Right. Well now that you mention it, I do seem to recall having read
that Linux uses the clock ticks (related to the kernel hz value; i.e.
between 250 and 1000 hz depending on configuration) as timestamp units.
I suppose FreeBSD is similar.

> No, but the sender and receiver can agree to embed them every X bytes
> in the stream. Yeah, sometimes that timestamp may be transmitted in
> two segments, but I guess that should be OK?

Right, so a protocol might be something like this (I'm still envisioning
this in the context of the netperf TCP_STREAM / TCP_MAERTS tests):

1. Insert a sufficiently accurate timestamp into the TCP bandwidth
   measurement stream every X bytes (or maybe every X milliseconds?).
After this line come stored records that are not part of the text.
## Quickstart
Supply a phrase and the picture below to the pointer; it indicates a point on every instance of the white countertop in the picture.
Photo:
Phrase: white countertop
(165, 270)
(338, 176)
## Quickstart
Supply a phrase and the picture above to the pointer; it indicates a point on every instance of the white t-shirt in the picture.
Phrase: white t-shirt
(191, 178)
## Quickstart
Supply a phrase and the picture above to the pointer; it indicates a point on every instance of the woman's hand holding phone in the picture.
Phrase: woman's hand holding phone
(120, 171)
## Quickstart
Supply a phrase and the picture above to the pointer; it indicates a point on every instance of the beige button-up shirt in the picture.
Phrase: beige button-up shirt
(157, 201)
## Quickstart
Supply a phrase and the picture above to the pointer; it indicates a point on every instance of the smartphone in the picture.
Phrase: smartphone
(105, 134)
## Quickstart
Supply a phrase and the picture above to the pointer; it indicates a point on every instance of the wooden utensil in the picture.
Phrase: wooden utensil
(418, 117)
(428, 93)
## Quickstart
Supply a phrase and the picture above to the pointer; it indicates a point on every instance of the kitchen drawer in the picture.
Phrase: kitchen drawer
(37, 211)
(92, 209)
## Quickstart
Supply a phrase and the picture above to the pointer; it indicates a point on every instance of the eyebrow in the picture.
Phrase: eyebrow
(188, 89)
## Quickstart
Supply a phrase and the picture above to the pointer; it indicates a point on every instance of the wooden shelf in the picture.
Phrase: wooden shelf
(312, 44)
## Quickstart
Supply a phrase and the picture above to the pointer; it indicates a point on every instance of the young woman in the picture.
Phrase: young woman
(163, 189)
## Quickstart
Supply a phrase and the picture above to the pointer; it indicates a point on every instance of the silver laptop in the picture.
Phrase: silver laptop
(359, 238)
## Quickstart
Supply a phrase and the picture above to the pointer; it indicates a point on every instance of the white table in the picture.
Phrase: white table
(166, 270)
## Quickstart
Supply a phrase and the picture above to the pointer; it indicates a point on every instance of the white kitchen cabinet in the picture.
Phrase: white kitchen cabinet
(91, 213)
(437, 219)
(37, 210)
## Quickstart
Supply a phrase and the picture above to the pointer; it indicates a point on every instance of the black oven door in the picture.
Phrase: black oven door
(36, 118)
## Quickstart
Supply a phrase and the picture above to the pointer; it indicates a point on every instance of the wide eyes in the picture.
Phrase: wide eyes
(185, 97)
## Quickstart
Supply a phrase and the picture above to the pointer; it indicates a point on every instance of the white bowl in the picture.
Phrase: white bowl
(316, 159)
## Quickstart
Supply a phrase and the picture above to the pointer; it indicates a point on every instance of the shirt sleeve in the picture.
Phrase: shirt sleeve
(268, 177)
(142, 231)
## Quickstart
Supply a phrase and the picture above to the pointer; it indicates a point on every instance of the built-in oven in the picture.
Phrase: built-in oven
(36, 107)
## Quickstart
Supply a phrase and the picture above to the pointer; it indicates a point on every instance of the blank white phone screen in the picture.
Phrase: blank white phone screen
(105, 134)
2. On the receiver side, look for these timestamps and each time one is
   received, calculate the delay (also in a sufficiently accurate, i.e.
   sub-millisecond, unit). Echo this calculated delay back to the
   sender, probably with a fresh timestamp attached.

3. The sender receives the delay measurements and either just outputs it
   straight away, or holds on to them until the end of the test and
   normalises them to be deltas against the minimum observed delay.
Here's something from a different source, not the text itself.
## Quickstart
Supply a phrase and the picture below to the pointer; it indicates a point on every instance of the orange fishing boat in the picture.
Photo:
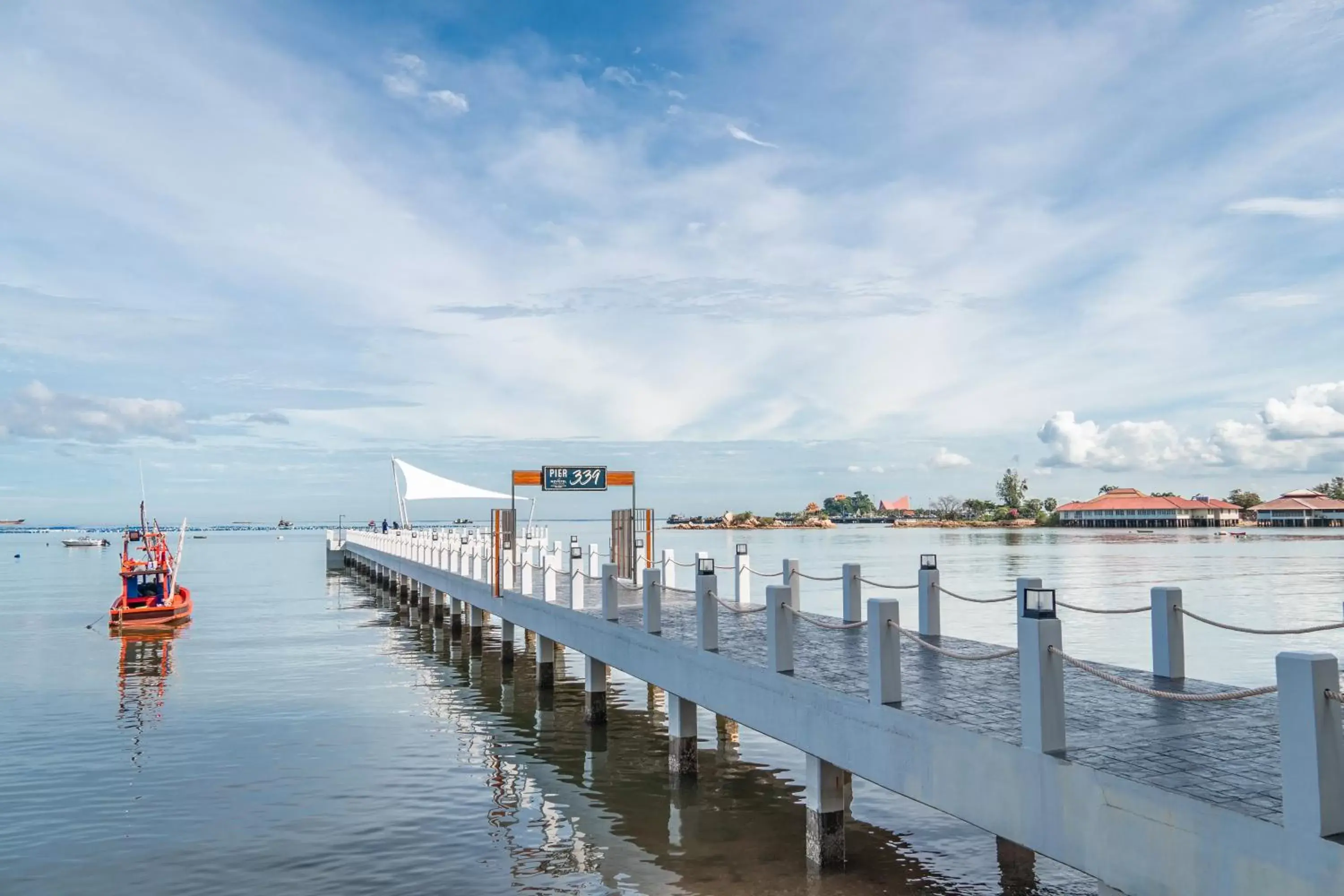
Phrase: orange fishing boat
(151, 597)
Now, some possible issues with this:

- Are we measuring the right thing? This will measure the time it takes
  a message to get from the application level on one side to the
  application level on another. There are a lot of things that could
  impact this apart from queueing latency; the most obvious one is
  packet loss and retransmissions which will give some spurious results
  I suppose (?). Doing the measurement with UDP packets would alleviate
  this, but then we're back to not being in-stream...

- As for point 3, not normalising the result and just outputting the
  computed delay as-is means that the numbers will be meaningless
  without very accurately synchronised clocks. On the other hand, not
  processing the numbers before outputting them will allow people who
  *do* have synchronised clocks to do something useful with them.
  Perhaps a --assume-sync-clocks parameter?

- Echoing back the delay measurements causes traffic which may or may
  not be significant; I'm thinking mostly in terms of running
  bidirectional measurements. Is that significant? A solution could be
  for the receiver to hold on to all the measurements until the end of
  the test and then send them back on the control connection.

- Is clock drift something to worry about over the timescales of these
  tests?
  https://www.usenix.org/legacy/events/iptps10/tech/slides/cohen.pdf
  seems to suggest it shouldn't be, as long as the tests only run for at
  most a few minutes.

> http://e2epi.internet2.edu/thrulay/ is the original. There are several
> variants, but I think they also have been abandoned:

Thanks. From what I can tell, the measurement here basically works by
something akin to the above: for TCP, the timestamp is just echoed back
by the receiver, so roundtrip time is measured. For UDP, the receiver
calculates the delay, so presumably clock synchronisation is a
prerequisite.


So anyway, thoughts? Is the above something worth pursuing?

-Toke